Myers and Stauffer insight(s): States should consider exercising compliance with of these requirements during periodic oversight activities.

RESOLUTION OF COMPLAINTS IN THE COMPLAINTS TRACKING MODULE (§ 460.119)

  • This new section requires PACE organizations to comply with requirements related to responding to complaints in the CMS complaints tracking module.

Myers and Stauffer insight(s): States should consider exercising compliance with these requirements during periodic oversight activities.

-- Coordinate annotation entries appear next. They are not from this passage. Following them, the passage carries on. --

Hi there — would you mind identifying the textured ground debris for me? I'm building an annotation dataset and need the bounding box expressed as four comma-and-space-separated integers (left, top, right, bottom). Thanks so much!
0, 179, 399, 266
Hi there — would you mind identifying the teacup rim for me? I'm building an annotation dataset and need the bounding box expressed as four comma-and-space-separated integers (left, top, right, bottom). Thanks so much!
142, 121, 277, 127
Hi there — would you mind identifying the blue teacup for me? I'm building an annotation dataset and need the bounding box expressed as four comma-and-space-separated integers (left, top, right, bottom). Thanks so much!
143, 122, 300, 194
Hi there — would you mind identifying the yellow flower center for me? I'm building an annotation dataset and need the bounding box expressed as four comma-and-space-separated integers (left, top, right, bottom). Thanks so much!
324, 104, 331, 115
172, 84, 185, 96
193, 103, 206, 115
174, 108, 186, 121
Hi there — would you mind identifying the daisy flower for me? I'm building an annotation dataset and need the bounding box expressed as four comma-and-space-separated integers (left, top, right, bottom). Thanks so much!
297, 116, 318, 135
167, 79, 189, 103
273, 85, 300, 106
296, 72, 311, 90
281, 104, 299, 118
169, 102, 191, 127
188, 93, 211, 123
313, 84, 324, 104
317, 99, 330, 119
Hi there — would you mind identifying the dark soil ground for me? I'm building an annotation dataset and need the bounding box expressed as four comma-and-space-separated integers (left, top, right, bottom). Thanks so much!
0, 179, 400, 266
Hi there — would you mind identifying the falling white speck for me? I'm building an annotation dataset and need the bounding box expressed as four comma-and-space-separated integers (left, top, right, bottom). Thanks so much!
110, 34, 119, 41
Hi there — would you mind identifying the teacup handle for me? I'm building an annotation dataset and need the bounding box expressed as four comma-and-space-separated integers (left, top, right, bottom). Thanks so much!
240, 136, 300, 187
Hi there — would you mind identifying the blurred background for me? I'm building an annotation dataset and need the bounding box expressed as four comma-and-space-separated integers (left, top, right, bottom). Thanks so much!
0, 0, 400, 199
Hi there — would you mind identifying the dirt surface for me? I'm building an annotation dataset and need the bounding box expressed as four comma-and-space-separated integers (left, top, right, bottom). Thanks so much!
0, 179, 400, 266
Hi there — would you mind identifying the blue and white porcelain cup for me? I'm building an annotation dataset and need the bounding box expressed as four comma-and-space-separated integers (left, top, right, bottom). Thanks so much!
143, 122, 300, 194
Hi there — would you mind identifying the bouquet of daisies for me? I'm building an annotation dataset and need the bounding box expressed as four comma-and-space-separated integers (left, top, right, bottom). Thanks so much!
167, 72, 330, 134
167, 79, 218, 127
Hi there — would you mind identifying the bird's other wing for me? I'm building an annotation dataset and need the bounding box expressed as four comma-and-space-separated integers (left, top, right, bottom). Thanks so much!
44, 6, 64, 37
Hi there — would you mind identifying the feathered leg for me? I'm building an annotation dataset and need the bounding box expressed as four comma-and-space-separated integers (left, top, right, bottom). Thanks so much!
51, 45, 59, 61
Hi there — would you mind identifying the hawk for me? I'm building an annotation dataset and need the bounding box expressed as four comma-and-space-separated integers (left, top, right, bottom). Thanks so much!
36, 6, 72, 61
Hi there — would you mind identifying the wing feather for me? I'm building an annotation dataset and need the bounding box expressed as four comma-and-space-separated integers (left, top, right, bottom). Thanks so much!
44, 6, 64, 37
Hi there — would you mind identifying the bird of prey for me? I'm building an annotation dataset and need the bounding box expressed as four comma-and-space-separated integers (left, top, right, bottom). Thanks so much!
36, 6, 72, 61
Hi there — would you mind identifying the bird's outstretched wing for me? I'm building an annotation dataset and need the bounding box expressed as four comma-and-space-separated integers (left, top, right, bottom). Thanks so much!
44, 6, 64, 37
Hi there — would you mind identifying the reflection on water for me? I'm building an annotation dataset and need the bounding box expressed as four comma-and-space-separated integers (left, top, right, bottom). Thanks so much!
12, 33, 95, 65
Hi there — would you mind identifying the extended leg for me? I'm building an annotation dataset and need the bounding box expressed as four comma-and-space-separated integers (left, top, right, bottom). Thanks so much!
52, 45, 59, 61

GRIEVANCE PROCESS (§ 460.120)

  • Revised to add grievance procedures including prompt identification, documentation, investigation, grievance resolution, and notification time-frames; expands the definition to reflect that a grievance is a grievance, regardless of whether remedial action is requested; clarifies that grievances may be between participants and the PACE organization or any other entity or individual through which the PACE organization provides services to the participant.
  • Amended by adding caregivers to the current list of individuals (participants, their family members, or representatives) that can submit a grievance.
  • Clarifies that a grievance can be submitted either verbally or in writing and prohibits the PACE organization from requiring a written grievance to be submitted on a specific form. Includes ensuring Medicare participants have access to the quality improvement organization.

Myers and Stauffer insight(s): States should consider establishment and implementation of processes to assess the quality and timeliness of grievance processing.

SERVICE DETERMINATION PROCESS (§ 460.121)

  • Clarifies that requests to initiate, modify, or continue a service do not constitute a service determination request if the request is made prior to completing the development of the initial plan of care; while not processed as service determinations requests, the IDT must document the request, discuss the request during the care planning meeting, and either approve the requested service and incorporate it into the participant’s initial plan of care or document the rationale for not approving the service in the initial plan of care.

Myers and Stauffer insight(s):States should consider exercising compliance with these requirements during periodic oversight activities.

CORRECTIVE ACTION (§ 460.194)

  • This provision is amended to specify that, at their discretion, CMS or the SAA may monitor the effectiveness of corrective actions.

Myers and Stauffer insight(s):States should consider exercising compliance with these requirements during periodic oversight activities.

DISCLOSURE OF COMPLIANCE DEFICIENCIES (§ 460.198)

Amended to add that CMS may require a PACE organization to disclose to its PACE participants or potential PACE participants the PACE organization’s performance and contract compliance deficiencies in a manner specified by CMS.

Myers and Stauffer insight(s): States should develop policies and procedures that address the state’s requirements for disclosure of compliance deficiencies to the state and participants consistent with those required for managed care organizations within the state.

PARTICIPANT HEALTH OUTCOMES DATA (§ 460.202)

Amended to eliminate reference to the program agreement for participant health outcomes data. The health outcomes data (quality data) is updated through the Paperwork Reduction Act.